Well, I guess Amnesia Month is well and truly over…
I wasn’t going to weigh in to the R18+ issue largely because for a long time I’ve maintained that it didn’t really affect developers, and there was already a well-motivated and very vocal contingent of gamers who had the time and the energy for the fight. I also couldn’t find a way to add anything more to the argument than has already been stated elsewhere.
But now I think I can.
…if the latest surveys about the average gamer being a 32-year-old single male who sits at home and plays games all day are correct, then what I am proposing is not going to have much impact at all.
This is the South Australian Attorney General talking about his proposal to get rid of the MA15+ rating if they agree to introduce an R18+ one and the survey he is referring to is, I assume, the iGEA report because there isn’t really any other of its nature out there.

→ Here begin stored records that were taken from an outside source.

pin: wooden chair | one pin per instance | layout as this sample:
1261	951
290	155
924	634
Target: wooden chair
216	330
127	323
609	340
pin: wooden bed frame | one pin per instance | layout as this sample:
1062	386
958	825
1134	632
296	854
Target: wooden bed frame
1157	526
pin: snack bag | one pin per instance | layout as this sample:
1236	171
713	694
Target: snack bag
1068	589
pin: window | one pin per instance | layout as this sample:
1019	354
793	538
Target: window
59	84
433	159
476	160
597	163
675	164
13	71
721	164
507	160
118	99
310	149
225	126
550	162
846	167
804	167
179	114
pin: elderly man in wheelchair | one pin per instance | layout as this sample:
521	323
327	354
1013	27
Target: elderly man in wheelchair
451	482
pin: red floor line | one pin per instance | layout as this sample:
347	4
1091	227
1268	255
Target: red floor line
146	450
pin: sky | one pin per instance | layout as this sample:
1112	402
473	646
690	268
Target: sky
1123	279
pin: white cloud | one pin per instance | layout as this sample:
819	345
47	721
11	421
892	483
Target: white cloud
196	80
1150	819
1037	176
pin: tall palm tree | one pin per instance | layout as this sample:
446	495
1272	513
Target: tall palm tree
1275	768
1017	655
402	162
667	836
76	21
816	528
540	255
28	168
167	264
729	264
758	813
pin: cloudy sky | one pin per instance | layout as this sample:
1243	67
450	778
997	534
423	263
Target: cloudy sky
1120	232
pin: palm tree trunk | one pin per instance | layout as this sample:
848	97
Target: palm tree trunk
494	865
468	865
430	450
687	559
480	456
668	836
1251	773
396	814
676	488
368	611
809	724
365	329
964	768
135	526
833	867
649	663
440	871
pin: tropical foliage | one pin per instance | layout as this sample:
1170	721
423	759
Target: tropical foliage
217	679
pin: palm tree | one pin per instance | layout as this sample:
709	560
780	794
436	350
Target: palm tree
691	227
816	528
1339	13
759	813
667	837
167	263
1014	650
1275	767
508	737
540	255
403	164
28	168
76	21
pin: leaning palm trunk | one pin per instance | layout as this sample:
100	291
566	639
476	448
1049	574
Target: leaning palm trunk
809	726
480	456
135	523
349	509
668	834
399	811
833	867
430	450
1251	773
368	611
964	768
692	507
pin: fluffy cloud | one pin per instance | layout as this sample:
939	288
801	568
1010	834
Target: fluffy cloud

The important part of this statement is the ‘if’ – because his reading of the facts is quite clearly incorrect. Sure it says that the average age of a gamer is 32, but that’s across both genders; the comment about being single isn’t borne out by the study (see figure 14 which shows the balance in households); and astly, there’s nothing to support the idea of the dominant gamer sitting at home playing games all day – according to the report, the average play session is 1 hour.
So, despite being a huge misreading of the statistics, this comment tells us two very interesting things:
The first is that data is useless in the presentation of a pro R18+ argument. No amount of studies on demographic breakdowns or literature reviews of the harmful effects of games will change anyone’s minds. This is, and always has been, an emotional argument that will not be won by any number of facts.
The second is that it hints at an interesting subtext of ‘I don’t understand why people would want to spend their free time this way’, a subtext that has has actually been explicitly made text by one of the key opponents to the introduction of the R18+ rating: the Australian Christian Lobby.
“It was very clear to me that the great majority of AGs were in a state of bemusement that anyone could want to make or play many of these games and particularly those proposed for an R18+ rating,” Mr Wallace said.
From the ACL Website
I’ve written before (here and here) about how the terms of reference we adopt restrict our ability to think & talk about aspects of game development, as well about how the framing of discussions is frequently dictated by people who don’t play games, who don’t understand how they work, and who don’t understand why anyone would want to engage with it as part of their free time, and this is just another example of that.
But this shouldn’t come as a surprise, right? And the arguments for and against the introduction of the new rating have been endlessly laid out in every pro and anti R18+ piece ever written. The same studies are quoted, the same voices are heard, and for every step forward towards revising the classification system, it feels as though two are taken back.
Which is why I haven’t really engaged with the conversation, but the above comments made me realise the silent, almost imperceptible impact, this would have on developers and the long term growth of games as a viable creative industry.
From the outside looking in, if the dominant conversation is about the small subset of games framed by those defining the conversation as containing gratuitous sex & violence, why should government support games? As put forward by the vocal and influential ACL, the AGs were bemused why anyone would want to make not only more adult games, but games more generally. The South Australia AG’s idea to split games down the middle between those for children & those for adults also suggests a lack of awareness of how they are produced & played. And, in my experience, despite pockets of support and thought, this is far from an isolated position.
But, and I would argue more troublingly, looking from the inside out, the question I have found myself asking recently is – why be part of a community, a creative industry, a culture, which is viewed by the wider community, industry, and culture as at best a non-entity and at worst as actively working to harm children?
The manifest effects of this hostility might not be immediately apparent, but the seemingly endemic negativity, lack of balance, and dismissal as curiousities of the 14 million people who play games as well as those who have, for the same reasons as people paint and write and play music, chosen to commit their creative energies to the medium, can’t help but grind away at the edges of their enthusiasm, potential, and growth. I know because I have felt it, that we run the risk of losing our best and brightest creative minds to other industries or countries – people who could help games make significant contributions to the economy, could fuel the creation of a vibrant and expansive creative industry, and could add their voices to the vast well of the nation’s cultural capital.
The R18+ rating might not directly influence what we as developers create, but it does influence the conditions in which we work – conditions where the overall message appears to be that our opinions and the choices we have made about how to spend our lives or free time don’t matter, or if they do, they should be actively questioned and scrutinised.
This is why I think the R18+ discussion should matter to developers – because the opponents of it tell us that we don’t, and are, once again, very succesfully defining the parameters of the discussion.